According to Microsoft, Natural Language Understanding (NLU) is one of the longest-running goals in AI (artificial intelligence), and SuperGLUE is currently among the most challenging benchmarks for evaluating NLU models.
The SuperGLUE benchmark consists of a wide range of NLU tasks, including question answering, natural language inference, co-reference resolution, word sense disambiguation, and others. The Redmond tech giant took the causal reasoning task as an example.
Given the premise “the child became immune to the disease” and the question “what’s the cause for this?,” the model is asked to choose an answer from two plausible candidates: 1) “he avoided exposure to the disease” and 2) “he received the vaccine for the disease.”
While it is easy for a human to choose the right answer, it is challenging for an AI model. To get the right answer, the model needs to understand the causal relationship between the premise and those plausible options.
In order to better handle benchmarks, Microsoft updated the DeBERTa (Decoding-enhanced BERT with Disentangled Attention) model by training a larger version that consists of 48 Transformer layers with 1.5 billion parameters.

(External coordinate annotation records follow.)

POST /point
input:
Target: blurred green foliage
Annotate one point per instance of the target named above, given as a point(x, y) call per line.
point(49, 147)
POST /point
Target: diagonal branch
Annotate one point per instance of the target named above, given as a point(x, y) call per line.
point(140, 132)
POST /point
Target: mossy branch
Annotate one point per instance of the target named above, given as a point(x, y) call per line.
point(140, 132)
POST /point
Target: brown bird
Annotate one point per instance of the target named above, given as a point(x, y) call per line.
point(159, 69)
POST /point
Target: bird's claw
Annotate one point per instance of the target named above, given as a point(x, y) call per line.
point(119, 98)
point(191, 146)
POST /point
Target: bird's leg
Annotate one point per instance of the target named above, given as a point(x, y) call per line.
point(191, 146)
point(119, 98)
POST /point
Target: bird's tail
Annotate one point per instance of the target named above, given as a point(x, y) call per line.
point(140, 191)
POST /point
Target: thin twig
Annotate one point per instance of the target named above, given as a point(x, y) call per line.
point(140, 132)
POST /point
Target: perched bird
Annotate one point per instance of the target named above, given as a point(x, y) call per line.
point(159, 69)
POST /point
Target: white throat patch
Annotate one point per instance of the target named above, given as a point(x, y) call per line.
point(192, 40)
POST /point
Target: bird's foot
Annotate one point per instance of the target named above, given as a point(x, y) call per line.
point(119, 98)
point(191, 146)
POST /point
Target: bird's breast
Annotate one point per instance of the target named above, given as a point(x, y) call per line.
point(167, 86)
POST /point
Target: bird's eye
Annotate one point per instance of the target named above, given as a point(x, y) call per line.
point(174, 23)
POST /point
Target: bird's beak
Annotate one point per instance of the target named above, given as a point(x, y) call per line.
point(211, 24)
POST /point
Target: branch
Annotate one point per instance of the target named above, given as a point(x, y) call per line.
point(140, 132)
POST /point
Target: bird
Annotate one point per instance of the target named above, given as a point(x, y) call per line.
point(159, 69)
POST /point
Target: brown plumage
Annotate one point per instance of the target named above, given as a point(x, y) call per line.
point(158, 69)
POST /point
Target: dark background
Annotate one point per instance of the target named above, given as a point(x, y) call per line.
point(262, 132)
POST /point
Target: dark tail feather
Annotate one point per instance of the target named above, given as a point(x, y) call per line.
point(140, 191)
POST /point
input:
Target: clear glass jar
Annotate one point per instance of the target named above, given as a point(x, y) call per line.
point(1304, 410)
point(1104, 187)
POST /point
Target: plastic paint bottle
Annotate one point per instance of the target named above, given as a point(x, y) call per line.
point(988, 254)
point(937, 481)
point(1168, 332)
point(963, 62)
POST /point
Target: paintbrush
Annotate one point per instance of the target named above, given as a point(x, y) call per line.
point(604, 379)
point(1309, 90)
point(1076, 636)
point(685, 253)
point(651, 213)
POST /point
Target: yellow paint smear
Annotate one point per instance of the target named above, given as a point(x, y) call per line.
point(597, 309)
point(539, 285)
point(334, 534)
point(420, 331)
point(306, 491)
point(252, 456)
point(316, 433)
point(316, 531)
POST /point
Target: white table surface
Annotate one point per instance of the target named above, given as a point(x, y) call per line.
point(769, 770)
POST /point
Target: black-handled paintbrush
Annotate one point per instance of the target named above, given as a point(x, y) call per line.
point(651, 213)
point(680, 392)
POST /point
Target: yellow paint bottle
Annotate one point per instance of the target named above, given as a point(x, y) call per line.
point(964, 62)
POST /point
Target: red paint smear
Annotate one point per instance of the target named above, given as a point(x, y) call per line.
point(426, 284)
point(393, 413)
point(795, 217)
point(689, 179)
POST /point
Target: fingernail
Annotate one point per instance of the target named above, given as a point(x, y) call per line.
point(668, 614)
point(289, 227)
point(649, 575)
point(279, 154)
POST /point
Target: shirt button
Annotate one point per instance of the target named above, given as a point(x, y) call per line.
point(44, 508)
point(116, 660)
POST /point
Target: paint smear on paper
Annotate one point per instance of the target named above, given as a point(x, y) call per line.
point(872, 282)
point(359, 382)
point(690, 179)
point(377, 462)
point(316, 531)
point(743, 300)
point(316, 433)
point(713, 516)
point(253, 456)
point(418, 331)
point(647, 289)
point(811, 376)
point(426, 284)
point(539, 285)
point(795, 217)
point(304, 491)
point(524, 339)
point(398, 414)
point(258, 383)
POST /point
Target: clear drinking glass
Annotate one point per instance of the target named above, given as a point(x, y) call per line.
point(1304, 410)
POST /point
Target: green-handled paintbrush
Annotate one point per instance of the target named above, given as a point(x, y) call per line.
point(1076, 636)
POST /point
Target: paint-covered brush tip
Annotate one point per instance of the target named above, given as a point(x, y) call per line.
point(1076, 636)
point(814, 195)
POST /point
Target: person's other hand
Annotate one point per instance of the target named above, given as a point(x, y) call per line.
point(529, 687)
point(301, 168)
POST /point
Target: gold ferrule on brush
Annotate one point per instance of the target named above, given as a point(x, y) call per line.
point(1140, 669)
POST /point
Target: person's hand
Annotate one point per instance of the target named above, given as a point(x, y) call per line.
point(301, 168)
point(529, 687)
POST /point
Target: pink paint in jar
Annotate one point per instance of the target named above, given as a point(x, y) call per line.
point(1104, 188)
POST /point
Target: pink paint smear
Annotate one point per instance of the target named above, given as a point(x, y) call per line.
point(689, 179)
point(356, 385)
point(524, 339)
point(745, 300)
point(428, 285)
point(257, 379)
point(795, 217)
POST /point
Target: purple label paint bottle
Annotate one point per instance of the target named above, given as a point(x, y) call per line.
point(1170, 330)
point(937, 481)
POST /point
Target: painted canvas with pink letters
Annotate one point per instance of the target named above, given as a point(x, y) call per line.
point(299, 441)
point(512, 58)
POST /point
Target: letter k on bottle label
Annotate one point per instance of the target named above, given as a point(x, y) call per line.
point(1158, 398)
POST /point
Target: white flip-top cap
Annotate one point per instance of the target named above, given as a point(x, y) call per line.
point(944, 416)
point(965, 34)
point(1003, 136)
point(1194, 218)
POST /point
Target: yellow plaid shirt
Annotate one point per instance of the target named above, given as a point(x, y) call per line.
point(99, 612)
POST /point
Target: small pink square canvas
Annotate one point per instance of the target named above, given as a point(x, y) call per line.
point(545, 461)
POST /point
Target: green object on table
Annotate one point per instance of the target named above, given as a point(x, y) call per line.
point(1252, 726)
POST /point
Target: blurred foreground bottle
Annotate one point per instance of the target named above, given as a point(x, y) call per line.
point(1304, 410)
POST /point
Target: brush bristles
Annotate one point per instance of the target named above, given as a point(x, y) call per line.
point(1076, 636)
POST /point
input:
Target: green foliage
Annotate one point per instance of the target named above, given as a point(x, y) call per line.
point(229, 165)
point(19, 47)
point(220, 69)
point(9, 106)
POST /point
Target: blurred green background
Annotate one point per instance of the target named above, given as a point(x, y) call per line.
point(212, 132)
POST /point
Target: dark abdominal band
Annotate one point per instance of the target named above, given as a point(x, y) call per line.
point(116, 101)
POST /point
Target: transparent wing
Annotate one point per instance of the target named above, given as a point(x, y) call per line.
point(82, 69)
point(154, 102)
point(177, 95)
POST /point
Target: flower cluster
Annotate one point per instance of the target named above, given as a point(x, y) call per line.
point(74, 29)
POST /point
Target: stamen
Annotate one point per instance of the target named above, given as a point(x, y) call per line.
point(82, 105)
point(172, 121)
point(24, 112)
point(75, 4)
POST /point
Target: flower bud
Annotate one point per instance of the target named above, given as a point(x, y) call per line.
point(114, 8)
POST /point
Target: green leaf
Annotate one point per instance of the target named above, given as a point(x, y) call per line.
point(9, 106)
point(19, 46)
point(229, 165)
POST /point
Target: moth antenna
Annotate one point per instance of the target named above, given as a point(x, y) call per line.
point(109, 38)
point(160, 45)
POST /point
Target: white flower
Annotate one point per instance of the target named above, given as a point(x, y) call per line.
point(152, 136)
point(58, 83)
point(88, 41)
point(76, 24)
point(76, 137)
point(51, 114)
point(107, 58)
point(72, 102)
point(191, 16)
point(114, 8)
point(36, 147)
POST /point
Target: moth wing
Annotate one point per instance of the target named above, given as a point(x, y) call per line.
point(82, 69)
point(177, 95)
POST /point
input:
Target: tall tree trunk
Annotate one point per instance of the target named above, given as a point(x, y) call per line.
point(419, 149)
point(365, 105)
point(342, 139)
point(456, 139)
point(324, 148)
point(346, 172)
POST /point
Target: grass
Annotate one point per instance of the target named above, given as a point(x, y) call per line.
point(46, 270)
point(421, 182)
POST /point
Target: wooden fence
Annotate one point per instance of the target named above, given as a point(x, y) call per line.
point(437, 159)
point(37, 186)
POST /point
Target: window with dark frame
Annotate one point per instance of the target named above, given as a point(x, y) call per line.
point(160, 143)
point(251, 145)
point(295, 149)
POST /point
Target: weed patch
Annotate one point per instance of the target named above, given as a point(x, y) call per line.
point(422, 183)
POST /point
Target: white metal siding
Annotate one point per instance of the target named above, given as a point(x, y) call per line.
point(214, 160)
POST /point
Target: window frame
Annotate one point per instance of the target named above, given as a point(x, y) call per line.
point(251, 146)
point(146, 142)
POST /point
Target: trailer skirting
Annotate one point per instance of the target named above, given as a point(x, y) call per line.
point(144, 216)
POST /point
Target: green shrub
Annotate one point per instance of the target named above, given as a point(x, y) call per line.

DeBERTa is a Transformer-based neural language model pretrained on large amounts of raw text corpora using self-supervised learning. Like other PLMs, DeBERTa is intended to learn universal language representations that can be adapted to various downstream NLU tasks.
The DeBERTa model of AI now scores 89.9 in SuperGLUE for the first time in terms of the macro-average score while the ensemble model with 3.2 billion parameters scores 90.3 outperforming the human baseline by a decent margin (90.3 versus 89.8). The model also sits at the top of the GLUE benchmark rankings with a macro-average score of 90.8.
This is not the first time that an AI model has outperformed human baselines. Google’s 11 billion parameter “T5 + Meena” model surpassed the human baseline with a score of 90.2 on January 5, which was outperformed by Microsoft’s DeBERTa model on January 6.
Microsoft is integrating DeBERTa into the next version of the Microsoft Turing natural language representation model (Turing NLRv4). The model will be trained at large scale to support products like Bing, Office, Dynamics, and Azure Cognitive Services, powering a wide range of scenarios involving human-machine and human-human interactions via natural language (such as chatbot, recommendation, question answering, search, personal assist, customer support automation, content generation, and others) to benefit hundreds of millions of users through the Microsoft AI at Scale initiative.
According to Microsoft, compared to Google’s T5 model, which consists of 11 billion parameters, the 1.5-billion-parameter DeBERTa is much more energy efficient to train and maintain, and it is easier to compress and deploy to apps of various settings.
“DeBERTa surpassing human performance on SuperGLUE marks an important milestone toward general AI. Despite its promising results on SuperGLUE, the model is by no means reaching the human-level intelligence of NLU. Humans are extremely good at leveraging the knowledge learned from different tasks to solve a new task with no or little task-specific demonstration. This is referred to as compositional generalization, the ability to generalize to novel compositions (new tasks) of familiar constituents (subtasks or basic problem-solving skills). Moving forward, it is worth exploring how to make DeBERTa incorporate compositional structures in a more explicit manner, which could allow combining neural and symbolic computation of natural language similar to what humans do,” the company added.
Microsoft has released the 1.5-billion-parameter DeBERTa model and the source code to the public.